Nel presentare Agostino, Benedetto XVI arriva al cuore del suo insegnamento e lì attinge i pensieri, le parole e gli esempi che costituiscono le linee-guida del suo magistero. Per lui, Agostino è come uno specchio che riflette anche una parte di sé. Ripercorrendo la sua opera teologica, spirituale-meditativa e culturale, si può cogliere, in realtà, il filo conduttore agostiniano che ispira e tiene insieme le varie parti della sua riflessione. Due sembrano i concetti-cardine attraverso i quali si sviluppa il pensiero di Benedetto XVI: la verità e l’unità. La verità intesa come «sinfonia», secondo un concetto antico ripreso e reso famoso da Hans Urs von Balthasar.
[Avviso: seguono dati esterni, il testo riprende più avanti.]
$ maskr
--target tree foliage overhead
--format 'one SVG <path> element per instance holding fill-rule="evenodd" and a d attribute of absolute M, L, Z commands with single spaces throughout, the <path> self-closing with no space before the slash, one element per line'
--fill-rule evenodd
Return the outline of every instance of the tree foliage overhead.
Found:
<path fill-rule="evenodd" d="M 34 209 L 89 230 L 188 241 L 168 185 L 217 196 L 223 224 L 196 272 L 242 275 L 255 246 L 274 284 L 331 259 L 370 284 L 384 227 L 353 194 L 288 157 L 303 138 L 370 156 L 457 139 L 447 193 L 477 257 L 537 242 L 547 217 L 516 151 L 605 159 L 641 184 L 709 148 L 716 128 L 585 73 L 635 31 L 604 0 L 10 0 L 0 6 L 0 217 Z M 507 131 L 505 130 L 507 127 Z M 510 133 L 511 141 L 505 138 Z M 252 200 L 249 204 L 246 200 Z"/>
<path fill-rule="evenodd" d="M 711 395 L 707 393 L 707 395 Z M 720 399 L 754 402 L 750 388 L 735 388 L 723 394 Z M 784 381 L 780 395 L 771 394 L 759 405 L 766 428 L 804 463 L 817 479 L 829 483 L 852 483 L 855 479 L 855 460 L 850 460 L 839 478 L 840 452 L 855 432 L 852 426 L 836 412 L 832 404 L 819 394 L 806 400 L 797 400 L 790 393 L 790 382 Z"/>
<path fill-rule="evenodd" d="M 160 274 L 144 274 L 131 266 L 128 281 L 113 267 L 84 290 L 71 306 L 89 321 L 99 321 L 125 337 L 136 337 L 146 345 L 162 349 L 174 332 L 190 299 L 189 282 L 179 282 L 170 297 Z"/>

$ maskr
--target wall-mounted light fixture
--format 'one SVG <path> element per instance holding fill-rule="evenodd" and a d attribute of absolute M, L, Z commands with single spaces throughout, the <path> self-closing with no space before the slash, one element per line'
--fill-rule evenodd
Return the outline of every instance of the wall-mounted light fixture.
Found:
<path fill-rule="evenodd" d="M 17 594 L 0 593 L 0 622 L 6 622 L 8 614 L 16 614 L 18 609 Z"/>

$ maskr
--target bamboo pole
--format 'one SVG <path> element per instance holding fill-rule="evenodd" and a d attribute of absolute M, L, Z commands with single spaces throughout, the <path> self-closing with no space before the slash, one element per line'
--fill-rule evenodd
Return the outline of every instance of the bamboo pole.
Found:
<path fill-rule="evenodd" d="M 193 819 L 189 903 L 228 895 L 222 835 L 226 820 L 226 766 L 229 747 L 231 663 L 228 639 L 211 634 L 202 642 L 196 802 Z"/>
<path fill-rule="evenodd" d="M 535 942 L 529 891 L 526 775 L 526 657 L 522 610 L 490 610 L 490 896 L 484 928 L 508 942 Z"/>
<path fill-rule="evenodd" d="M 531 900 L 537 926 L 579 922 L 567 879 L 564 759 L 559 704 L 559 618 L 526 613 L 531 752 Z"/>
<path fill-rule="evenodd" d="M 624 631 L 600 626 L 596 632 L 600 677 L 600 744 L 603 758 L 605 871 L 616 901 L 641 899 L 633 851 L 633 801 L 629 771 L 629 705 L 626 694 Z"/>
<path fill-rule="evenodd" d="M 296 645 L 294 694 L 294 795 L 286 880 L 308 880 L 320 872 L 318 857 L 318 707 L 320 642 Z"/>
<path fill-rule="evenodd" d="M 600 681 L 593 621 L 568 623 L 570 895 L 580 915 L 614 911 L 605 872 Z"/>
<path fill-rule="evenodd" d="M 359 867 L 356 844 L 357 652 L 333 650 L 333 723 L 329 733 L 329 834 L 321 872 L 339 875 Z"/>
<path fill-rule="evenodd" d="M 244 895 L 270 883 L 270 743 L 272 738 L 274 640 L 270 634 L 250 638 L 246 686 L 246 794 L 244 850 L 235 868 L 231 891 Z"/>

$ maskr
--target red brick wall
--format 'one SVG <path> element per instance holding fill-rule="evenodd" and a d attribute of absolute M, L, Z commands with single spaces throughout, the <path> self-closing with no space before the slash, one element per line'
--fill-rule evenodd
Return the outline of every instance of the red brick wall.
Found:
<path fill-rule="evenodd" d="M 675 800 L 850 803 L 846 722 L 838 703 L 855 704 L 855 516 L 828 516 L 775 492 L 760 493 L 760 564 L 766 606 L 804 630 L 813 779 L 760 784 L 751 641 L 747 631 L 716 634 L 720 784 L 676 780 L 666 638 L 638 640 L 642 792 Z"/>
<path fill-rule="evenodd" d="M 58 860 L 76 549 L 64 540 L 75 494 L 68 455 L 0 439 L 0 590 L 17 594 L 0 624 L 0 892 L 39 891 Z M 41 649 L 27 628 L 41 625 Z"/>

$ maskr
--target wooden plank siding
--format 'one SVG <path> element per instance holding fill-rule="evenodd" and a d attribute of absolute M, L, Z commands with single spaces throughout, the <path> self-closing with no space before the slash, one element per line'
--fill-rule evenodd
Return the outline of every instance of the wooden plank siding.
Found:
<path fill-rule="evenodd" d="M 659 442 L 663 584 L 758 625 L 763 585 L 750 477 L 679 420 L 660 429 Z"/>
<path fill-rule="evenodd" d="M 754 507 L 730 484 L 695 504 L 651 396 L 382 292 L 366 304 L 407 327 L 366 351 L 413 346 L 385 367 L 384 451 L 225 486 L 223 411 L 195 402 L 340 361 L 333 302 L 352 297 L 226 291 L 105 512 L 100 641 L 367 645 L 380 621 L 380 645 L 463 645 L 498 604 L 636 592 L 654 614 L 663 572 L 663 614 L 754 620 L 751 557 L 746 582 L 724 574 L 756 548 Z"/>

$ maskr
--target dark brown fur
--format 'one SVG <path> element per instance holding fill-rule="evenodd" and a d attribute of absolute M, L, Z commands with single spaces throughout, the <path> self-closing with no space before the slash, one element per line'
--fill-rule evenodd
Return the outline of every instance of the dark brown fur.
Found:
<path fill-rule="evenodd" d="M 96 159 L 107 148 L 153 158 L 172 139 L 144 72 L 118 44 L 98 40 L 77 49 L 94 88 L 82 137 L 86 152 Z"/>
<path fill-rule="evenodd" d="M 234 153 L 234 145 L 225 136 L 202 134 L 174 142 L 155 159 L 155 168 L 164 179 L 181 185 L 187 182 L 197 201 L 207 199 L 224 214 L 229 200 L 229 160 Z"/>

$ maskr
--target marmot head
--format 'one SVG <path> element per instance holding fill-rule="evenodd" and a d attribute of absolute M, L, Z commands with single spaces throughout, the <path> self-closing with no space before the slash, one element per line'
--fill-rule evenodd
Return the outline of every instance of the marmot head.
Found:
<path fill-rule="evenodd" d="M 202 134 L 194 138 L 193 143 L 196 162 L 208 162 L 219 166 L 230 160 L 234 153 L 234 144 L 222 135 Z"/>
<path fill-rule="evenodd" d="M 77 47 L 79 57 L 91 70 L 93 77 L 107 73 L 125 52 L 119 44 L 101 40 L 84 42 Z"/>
L’unità intesa come comunione nella verità, dove le differenze non si scompongono e autoisolano in rovinosi particolarismi, ma si saldano in una reciprocità d’amore che guarda sempre al bene più grande, cioè la verità piena, totale e armonica. Quando vengono a mancare questi presupposti, l’approccio alla verità diventa una «mono-fonia», anziché essere una «sin-fonia»; un canto omofono invece che polifonico. È quanto Johann Möhler – uno dei teologi più apprezzati da Benedetto XVI (con Newman, Rosmini, Scheeben, Guardini, De Lubac, Congar, von Balthasar...) – esprimeva in modo analogo, parlando del senso di superiore bellezza che si riceve da un coro: non tanto perché delle persone cantano in modo impeccabile, ma perché l’educazione dei cantori e la saggezza di chi li guida sono tali da fondere voci e tonalità diverse in un’unica armonia. In questa linea di pensiero – che richiama per vari aspetti la predicazione e l’azione pastorale di Agostino – si colloca l’opera di Benedetto XVI.
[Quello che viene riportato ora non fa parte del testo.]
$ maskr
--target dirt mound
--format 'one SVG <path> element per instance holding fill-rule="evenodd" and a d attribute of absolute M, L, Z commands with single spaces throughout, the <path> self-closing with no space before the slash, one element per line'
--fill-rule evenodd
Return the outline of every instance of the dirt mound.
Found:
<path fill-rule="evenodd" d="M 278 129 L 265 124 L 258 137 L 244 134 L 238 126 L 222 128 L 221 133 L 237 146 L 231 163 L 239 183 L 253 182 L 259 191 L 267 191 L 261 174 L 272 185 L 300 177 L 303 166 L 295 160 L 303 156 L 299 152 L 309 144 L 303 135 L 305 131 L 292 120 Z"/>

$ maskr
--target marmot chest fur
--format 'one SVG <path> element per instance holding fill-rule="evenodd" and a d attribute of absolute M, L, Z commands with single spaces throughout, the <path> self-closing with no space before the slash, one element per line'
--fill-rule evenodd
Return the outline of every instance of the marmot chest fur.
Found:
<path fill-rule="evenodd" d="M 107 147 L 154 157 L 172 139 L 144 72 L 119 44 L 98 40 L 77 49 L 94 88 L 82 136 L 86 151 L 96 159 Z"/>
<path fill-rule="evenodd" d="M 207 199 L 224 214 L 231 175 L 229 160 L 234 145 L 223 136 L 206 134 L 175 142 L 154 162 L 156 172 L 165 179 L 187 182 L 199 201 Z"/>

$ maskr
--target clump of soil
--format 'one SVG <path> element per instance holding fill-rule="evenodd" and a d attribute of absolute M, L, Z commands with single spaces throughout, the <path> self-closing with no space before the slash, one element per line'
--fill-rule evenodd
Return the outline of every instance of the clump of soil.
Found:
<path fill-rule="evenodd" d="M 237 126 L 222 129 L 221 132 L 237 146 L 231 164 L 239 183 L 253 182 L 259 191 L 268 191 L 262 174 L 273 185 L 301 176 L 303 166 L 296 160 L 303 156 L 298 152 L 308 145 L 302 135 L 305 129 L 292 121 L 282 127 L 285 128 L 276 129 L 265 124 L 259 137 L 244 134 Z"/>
Già nel suo celebre Rapporto sulla fede (il colloquio-intervista con Vittorio Messori) l’autore affrontava tutta una serie di problematiche teologiche e morali (dall’idea di Chiesa al dramma della morale; dalla liturgia ai fratelli separati; dalla teologia della liberazione al femminismo), preoccupandosi di mettere dei punti fermi e di dissipare i numerosi equivoci sorti su tante questioni. Oggi alcune di quelle questioni sono tornate; altre hanno mutato di segno; altre ancora si sono aggiunte, alimentando antichi e nuovi dibattiti.

Puntando alle sorgenti della fede e a un’interpretazione autentica dei testi, Benedetto XVI tiene comunque sempre fissa la barra al centro, dove la fedeltà ai princìpi, alla tradizione, a una chiara e solida identità cristiana non preclude la possibilità di vedere e applicare, in modo intelligente ed equilibrato, ciò che può servire a vivere sempre più consapevolmente la propria fede, nell’oggi della Chiesa e dell’uomo.
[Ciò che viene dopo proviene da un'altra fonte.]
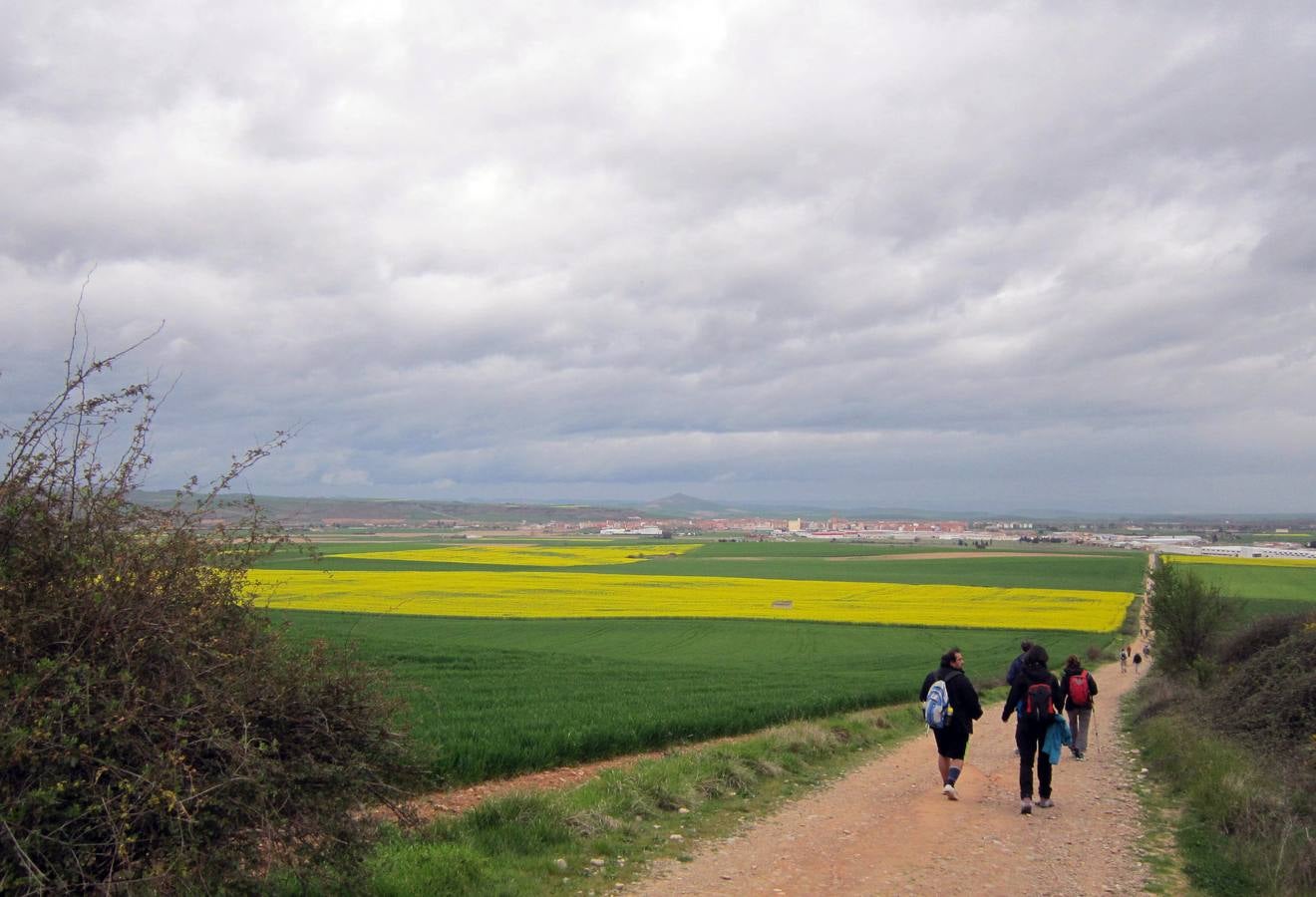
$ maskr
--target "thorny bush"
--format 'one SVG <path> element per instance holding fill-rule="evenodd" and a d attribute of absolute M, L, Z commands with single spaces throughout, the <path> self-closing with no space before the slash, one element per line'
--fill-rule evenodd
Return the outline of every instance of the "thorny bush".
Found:
<path fill-rule="evenodd" d="M 283 537 L 250 500 L 241 525 L 201 526 L 286 435 L 138 506 L 157 400 L 96 392 L 125 352 L 79 345 L 75 327 L 59 395 L 0 429 L 0 892 L 213 890 L 271 858 L 351 855 L 353 808 L 405 771 L 396 706 L 253 608 L 246 570 Z"/>

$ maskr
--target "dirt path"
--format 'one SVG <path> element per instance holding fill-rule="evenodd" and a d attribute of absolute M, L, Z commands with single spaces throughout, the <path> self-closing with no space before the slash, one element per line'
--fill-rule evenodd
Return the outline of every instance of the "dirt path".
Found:
<path fill-rule="evenodd" d="M 1020 815 L 1015 725 L 1000 722 L 998 704 L 984 706 L 976 723 L 958 802 L 941 794 L 929 734 L 705 847 L 691 863 L 655 865 L 651 879 L 626 893 L 1142 893 L 1136 771 L 1116 723 L 1120 698 L 1138 676 L 1132 663 L 1126 673 L 1116 663 L 1092 675 L 1100 692 L 1095 737 L 1086 760 L 1066 751 L 1055 767 L 1051 809 Z M 1049 880 L 1038 881 L 1040 868 Z"/>

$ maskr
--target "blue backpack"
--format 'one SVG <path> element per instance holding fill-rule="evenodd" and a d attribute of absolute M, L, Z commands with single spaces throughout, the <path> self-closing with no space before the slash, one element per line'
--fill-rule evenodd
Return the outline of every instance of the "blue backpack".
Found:
<path fill-rule="evenodd" d="M 950 676 L 955 675 L 958 673 L 950 673 Z M 946 679 L 950 679 L 950 676 L 946 676 Z M 923 718 L 929 729 L 945 729 L 950 725 L 950 717 L 954 712 L 954 708 L 950 706 L 950 692 L 946 689 L 946 680 L 938 679 L 928 689 L 928 704 L 923 709 Z"/>

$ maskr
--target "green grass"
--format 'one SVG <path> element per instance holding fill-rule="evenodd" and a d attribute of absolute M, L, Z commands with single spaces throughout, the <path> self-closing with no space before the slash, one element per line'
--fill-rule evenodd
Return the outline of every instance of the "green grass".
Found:
<path fill-rule="evenodd" d="M 392 671 L 430 773 L 468 783 L 909 701 L 958 644 L 979 687 L 1019 633 L 754 621 L 445 619 L 274 612 Z M 1028 633 L 1053 658 L 1111 637 Z"/>
<path fill-rule="evenodd" d="M 1219 585 L 1225 594 L 1242 598 L 1246 619 L 1300 613 L 1316 606 L 1316 567 L 1182 564 L 1182 568 L 1207 584 Z"/>
<path fill-rule="evenodd" d="M 644 760 L 571 790 L 494 798 L 416 831 L 387 830 L 362 877 L 321 889 L 380 897 L 607 893 L 640 880 L 649 860 L 690 859 L 700 840 L 725 836 L 746 817 L 921 731 L 909 706 L 866 712 Z M 282 869 L 267 885 L 271 893 L 304 892 Z"/>
<path fill-rule="evenodd" d="M 524 543 L 526 539 L 519 541 Z M 612 545 L 613 542 L 561 541 L 551 545 Z M 450 542 L 438 545 L 451 545 Z M 625 543 L 634 545 L 634 543 Z M 645 542 L 644 548 L 661 548 Z M 325 554 L 397 551 L 430 547 L 428 543 L 325 543 Z M 888 560 L 891 555 L 957 551 L 962 556 Z M 542 571 L 549 573 L 624 573 L 658 576 L 737 576 L 749 579 L 826 580 L 853 583 L 907 583 L 940 585 L 988 585 L 1001 588 L 1092 589 L 1138 592 L 1146 556 L 1141 552 L 1082 554 L 1067 556 L 1036 551 L 1009 556 L 1000 551 L 955 550 L 953 546 L 911 547 L 844 542 L 709 542 L 676 558 L 655 558 L 628 564 L 582 567 L 530 567 L 511 564 L 449 564 L 418 560 L 371 560 L 322 558 L 316 562 L 284 550 L 258 564 L 271 570 L 366 570 L 400 571 Z"/>

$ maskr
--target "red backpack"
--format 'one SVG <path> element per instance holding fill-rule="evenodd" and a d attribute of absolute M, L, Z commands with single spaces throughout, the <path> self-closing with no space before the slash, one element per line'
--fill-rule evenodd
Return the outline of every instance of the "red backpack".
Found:
<path fill-rule="evenodd" d="M 1086 708 L 1091 701 L 1092 693 L 1088 685 L 1087 671 L 1079 669 L 1070 676 L 1070 706 Z"/>
<path fill-rule="evenodd" d="M 1051 701 L 1050 683 L 1036 683 L 1024 694 L 1024 719 L 1032 723 L 1049 723 L 1055 715 L 1055 702 Z"/>

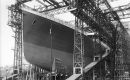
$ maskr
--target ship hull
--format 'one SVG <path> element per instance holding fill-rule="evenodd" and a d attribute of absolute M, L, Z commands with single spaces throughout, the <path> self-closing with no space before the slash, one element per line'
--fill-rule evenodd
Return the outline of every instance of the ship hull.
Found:
<path fill-rule="evenodd" d="M 38 15 L 24 11 L 24 55 L 28 62 L 50 71 L 54 58 L 62 61 L 68 73 L 73 68 L 74 30 Z M 85 65 L 104 50 L 84 36 Z"/>

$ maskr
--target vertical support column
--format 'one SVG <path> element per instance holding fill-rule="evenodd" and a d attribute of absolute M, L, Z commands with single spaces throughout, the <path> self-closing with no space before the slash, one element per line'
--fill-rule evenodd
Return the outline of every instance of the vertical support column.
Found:
<path fill-rule="evenodd" d="M 23 20 L 22 11 L 19 9 L 20 5 L 11 5 L 9 7 L 9 22 L 8 25 L 12 27 L 15 33 L 15 47 L 14 47 L 14 74 L 18 75 L 17 80 L 22 80 L 22 34 L 23 34 Z"/>
<path fill-rule="evenodd" d="M 81 30 L 81 32 L 79 32 L 79 30 Z M 83 74 L 83 55 L 83 22 L 76 17 L 74 31 L 73 74 Z"/>

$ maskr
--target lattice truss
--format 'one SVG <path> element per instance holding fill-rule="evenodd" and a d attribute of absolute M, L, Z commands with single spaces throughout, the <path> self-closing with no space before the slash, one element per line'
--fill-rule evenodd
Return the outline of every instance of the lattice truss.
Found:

Se ai tempi di Agostino le controversie erano di natura dottrinale e vedevano lo strenuo impegno del vescovo di Ippona nel combattere tante eresie e deviazioni (manichei, donatisti, pelagiani, eccetera), oggi le grandi problematiche sono di natura ecclesiale e pastorale, considerate soprattutto all’interno del vasto tema della «nuova evangelizzazione», in un mondo sempre più secolarizzato, fuori e dentro la Chiesa. Tutto l’impegno di Benedetto XVI, nell’adempiere al proprio mandato di custodire e confermare i fratelli nella fede, sta nel richiamare la necessità di un forte radicamento in Cristo e nei valori perenni del cristianesimo. Questi sono gli unici veri presupposti per essere cristiani maturi nel vivere la fede e credibili nel portarla agli altri.

Da qui anche il richiamo – nella memoria viva di Agostino, uno dei padri fondatori della cultura occidentale – ai fondamenti cristiani dell’Europa, alle sue «radici», che sono come il cemento che tiene insieme l’idea stessa dell’uomo, sacro in quanto creatura di Dio e inviolabile nella sua dignità di persona. Senza tali radici, non solo si viene a perdere l’identità cristiana che ha plasmato spiritualmente e culturalmente l’Europa, ma viene a sfaldarsi, nel relativismo imperante, la verità profonda dell’uomo e del suo destino, che dovrebbe invece essere l’anima comune anche dell’Europa di oggi.